The dynasty ended with the reign of Herzog Carl Eduard (1884-1954), also known as Charles Edward, Duke of Saxe-Coburg and Gotha, a grandson of Queen Victoria, who until 1919 also was the 2nd Duke of Albany in the United Kingdom. Under his rule, many changes made to the Veste in the 19th century were reversed under architect Bodo Ebhardt, with the aim of restoring a more authentic medieval look.
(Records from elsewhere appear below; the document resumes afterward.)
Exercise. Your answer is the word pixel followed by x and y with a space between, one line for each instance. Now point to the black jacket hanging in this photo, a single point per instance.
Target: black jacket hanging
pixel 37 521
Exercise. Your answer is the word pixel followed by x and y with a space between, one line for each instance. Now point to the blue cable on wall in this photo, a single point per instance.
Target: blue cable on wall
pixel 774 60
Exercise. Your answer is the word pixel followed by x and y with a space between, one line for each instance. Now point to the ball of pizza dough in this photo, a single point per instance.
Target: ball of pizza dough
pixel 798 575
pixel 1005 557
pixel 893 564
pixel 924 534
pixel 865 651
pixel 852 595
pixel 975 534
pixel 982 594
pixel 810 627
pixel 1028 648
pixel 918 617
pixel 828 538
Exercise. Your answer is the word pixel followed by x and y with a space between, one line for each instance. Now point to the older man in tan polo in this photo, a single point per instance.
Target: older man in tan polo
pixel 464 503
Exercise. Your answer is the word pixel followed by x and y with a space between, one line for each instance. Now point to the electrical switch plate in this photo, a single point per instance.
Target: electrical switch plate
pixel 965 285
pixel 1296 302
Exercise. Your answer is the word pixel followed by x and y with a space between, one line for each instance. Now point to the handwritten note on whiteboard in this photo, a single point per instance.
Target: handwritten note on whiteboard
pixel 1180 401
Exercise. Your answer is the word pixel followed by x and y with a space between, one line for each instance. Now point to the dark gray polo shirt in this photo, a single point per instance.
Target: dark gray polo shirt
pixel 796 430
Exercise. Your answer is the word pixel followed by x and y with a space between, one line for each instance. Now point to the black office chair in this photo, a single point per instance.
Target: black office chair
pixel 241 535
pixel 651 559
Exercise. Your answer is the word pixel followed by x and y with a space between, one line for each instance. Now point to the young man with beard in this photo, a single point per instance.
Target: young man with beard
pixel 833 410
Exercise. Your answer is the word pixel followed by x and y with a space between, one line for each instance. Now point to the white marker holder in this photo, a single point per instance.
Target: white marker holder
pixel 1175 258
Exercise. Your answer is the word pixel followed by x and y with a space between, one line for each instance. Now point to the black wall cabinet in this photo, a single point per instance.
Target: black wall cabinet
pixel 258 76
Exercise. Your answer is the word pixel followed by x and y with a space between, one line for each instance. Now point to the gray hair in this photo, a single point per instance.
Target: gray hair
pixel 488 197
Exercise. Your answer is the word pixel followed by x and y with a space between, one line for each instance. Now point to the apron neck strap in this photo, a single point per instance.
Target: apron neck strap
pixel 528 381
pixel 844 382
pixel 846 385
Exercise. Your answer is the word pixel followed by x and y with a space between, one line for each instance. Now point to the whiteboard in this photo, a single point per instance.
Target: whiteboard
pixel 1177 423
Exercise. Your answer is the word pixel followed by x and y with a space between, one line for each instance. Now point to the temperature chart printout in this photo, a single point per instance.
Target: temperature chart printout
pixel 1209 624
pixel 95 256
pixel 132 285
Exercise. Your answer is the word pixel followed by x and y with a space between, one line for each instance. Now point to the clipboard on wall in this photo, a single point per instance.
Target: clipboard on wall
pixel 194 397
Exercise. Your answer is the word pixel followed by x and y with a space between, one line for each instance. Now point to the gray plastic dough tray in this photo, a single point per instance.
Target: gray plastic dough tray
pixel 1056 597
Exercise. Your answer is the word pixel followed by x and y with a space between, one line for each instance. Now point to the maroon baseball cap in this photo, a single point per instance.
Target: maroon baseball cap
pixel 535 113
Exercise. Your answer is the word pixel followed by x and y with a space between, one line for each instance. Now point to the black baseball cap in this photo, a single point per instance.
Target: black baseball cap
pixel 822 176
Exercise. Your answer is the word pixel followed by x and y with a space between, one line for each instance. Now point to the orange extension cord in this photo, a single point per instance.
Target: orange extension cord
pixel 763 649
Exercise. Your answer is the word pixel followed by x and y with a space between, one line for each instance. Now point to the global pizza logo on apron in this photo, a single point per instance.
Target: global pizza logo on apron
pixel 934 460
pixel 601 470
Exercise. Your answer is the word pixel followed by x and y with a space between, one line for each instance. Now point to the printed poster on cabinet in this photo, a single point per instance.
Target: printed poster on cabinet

Along with the other ruling princes of Germany, Carl Eduard was deposed in the revolution of 1918-1919. After Carl Eduard abdicated in late 1918, the Veste came into possession of the state of Bavaria, but the former duke was allowed to live there until his death. The works of art collected by the family were gifted to the Coburger Landesstiftung, a foundation, which today runs the museum.

In 1945, the Veste was seriously damaged by artillery fire in the final days of World War II. After 1946, renovation works were undertaken by the new owner, the Bayerische Verwaltung der staatlichen Schlösser, Gärten und Seen.

Today

The Veste is open to the public and today houses museums, including a collection art objects and paintings that belonged to the ducal family of Saxe-Coburg and Gotha, a large collection of arms and armor, significant examples of early modern coaches and sleighs, and important collections of prints, drawings and coins.